Istnieją trzy główne typy systemów wykrywania włamań, które razem tworzą system zapobiegania włamaniom. Pierwszym z nich jest wykrywanie włamań do sieci, które utrzymuje bibliotekę znanych zagrożeń sieciowych. System sprawdza w Internecie i stale aktualizuje tę bibliotekę; w ten sposób system jest na bieżąco informowany o najnowszych zagrożeniach sieciowych i może lepiej chronić sieć. Przepływający ruch jest monitorowany i sprawdzany za pomocą biblioteki, a jeśli jakikolwiek znany atak lub jakiekolwiek nienormalne zachowanie pasuje do tych w bibliotece, system przygotowuje się do jego zablokowania.
Wykrywanie wtargnięcia do węzła sieciowego jest drugą częścią systemu zapobiegania włamaniom.

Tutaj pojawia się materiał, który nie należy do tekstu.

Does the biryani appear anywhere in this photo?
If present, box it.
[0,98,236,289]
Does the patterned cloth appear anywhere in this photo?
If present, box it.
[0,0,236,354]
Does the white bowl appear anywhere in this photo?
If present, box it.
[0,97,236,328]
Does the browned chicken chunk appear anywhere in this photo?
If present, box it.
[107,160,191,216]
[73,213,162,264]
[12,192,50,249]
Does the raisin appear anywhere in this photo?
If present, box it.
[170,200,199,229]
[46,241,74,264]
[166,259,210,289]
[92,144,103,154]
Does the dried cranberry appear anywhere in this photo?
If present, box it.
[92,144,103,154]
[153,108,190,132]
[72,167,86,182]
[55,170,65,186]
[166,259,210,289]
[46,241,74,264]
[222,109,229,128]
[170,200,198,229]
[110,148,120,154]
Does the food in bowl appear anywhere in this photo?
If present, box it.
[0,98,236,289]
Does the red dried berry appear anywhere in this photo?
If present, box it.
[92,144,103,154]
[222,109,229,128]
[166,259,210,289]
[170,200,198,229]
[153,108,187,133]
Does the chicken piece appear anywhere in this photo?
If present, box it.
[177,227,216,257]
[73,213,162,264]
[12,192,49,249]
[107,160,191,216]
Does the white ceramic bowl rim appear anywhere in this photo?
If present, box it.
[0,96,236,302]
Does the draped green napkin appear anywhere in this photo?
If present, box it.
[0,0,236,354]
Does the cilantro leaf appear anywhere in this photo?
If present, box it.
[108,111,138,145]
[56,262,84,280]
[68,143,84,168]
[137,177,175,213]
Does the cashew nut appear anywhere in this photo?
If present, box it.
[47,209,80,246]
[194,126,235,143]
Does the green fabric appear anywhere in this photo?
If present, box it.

Sprawdza i analizuje ruch, który przechodzi z sieci do określonego hosta. Trzecia część to system wykrywania włamań hosta, który sprawdza wszelkie zmiany w bieżącym systemie; jeśli jakiekolwiek pliki zostaną zmodyfikowane lub usunięte, system wykrywania włamań hosta włączy alarm. Może albo bezpośrednio wyłączyć atak, albo skonfigurować nowe, ulepszone środowisko bezpieczeństwa.